We have successfully applied the Lie group method to characterize the properties of DNA molecules, specifically addressing the nonlinear dynamics described by Eq. (1). The symmetry algebra for this DNA equation was obtained, and the resulting invariant solutions have been documented. To the best of our knowledge, this study marks the first application of the Lie group method to the dynamics of DNA. The variable u(zt) in our model represents the difference in longitudinal displacements between the bottom and top strands1,2,3. We have uncovered several intriguing solutions to the nonlinear dynamics of DNA, considering a model consisting of two long elastic homogeneous strands connected by an elastic membrane. This investigation focuses on the longitudinal motions2. Therefore, the invariant solutions and the solutions \(u_1\) through \(u_{24}\) are interpreted as new positions of longitudinal displacements of the strands. Additionally, corresponding simulations are presented in Figs. 1, 2, 3, 4, 5 and 6. Our study contributes novel positions not previously documented in Refs.1,12,13,14,15.

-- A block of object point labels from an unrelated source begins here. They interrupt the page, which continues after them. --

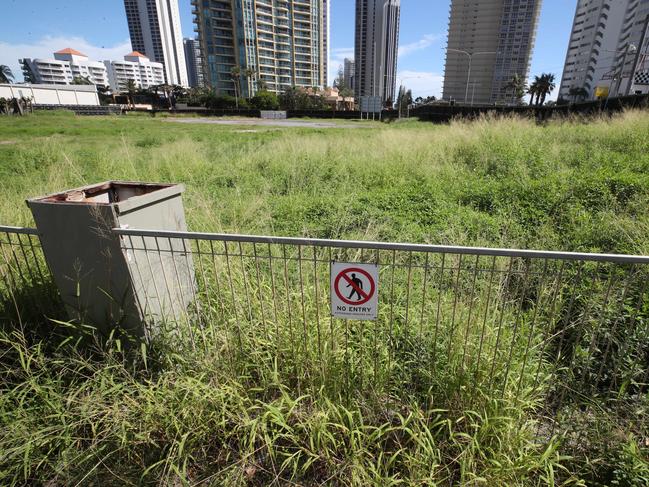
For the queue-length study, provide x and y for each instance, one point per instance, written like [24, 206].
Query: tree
[404, 99]
[81, 80]
[346, 92]
[6, 76]
[533, 89]
[545, 87]
[339, 82]
[250, 76]
[235, 75]
[288, 99]
[578, 93]
[517, 86]
[130, 87]
[265, 100]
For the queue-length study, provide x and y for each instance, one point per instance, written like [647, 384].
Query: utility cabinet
[101, 281]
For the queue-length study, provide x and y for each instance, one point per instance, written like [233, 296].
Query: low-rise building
[135, 67]
[51, 94]
[67, 65]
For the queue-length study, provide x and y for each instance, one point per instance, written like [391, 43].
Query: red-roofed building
[136, 67]
[154, 27]
[67, 65]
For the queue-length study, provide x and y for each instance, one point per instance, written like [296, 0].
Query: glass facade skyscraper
[499, 35]
[275, 44]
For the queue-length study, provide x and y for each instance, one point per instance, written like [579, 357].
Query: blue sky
[36, 28]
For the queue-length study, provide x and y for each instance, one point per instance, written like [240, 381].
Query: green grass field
[78, 411]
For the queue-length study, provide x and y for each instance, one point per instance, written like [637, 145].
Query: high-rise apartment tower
[194, 62]
[273, 44]
[376, 48]
[154, 26]
[605, 48]
[497, 38]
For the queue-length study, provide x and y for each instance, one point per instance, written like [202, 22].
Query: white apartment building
[154, 26]
[278, 43]
[135, 67]
[489, 42]
[607, 48]
[376, 48]
[67, 65]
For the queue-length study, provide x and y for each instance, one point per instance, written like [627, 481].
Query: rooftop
[69, 50]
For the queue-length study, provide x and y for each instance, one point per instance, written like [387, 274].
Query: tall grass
[79, 409]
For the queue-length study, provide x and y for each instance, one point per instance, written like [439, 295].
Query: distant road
[271, 122]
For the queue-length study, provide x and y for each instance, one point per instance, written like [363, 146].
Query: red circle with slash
[343, 275]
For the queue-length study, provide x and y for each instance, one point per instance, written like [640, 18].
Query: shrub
[265, 100]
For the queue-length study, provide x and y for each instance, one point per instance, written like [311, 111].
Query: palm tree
[517, 85]
[235, 74]
[250, 75]
[6, 76]
[130, 87]
[533, 89]
[578, 93]
[81, 80]
[546, 85]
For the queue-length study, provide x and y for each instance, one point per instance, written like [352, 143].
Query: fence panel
[453, 323]
[26, 290]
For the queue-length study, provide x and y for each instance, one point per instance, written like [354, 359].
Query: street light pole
[470, 56]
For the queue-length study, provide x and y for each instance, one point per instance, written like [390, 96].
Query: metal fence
[453, 322]
[26, 289]
[455, 325]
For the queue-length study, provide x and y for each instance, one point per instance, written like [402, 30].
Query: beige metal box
[99, 282]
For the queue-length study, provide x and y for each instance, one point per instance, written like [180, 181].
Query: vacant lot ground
[165, 415]
[497, 183]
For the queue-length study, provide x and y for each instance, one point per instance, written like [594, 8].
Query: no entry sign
[354, 290]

The interplay of both invariant and waveform solutions governed the longitudinal displacement in DNA, providing insights into the unique characteristics of DNA as a significant real-world challenge. The interactions between DNA and an external microwave field were expressed through various mathematical forms, encompassing rational, exponential, trigonometric, hyperbolic, polynomial, and other functions. Mathematica simulations corroborate these diverse solutions, showcasing longitudinal displacements in DNA as periodic waves, optical dark solitons, singular solutions, exponential forms, and rational forms. This groundbreaking study represents the inaugural application of the Lie group method to explore the interaction of DNA molecules. The findings present novel contributions that have not been reported in the existing literature. The success of this study inspires us to continue utilizing the Lie group method in our future research endeavors.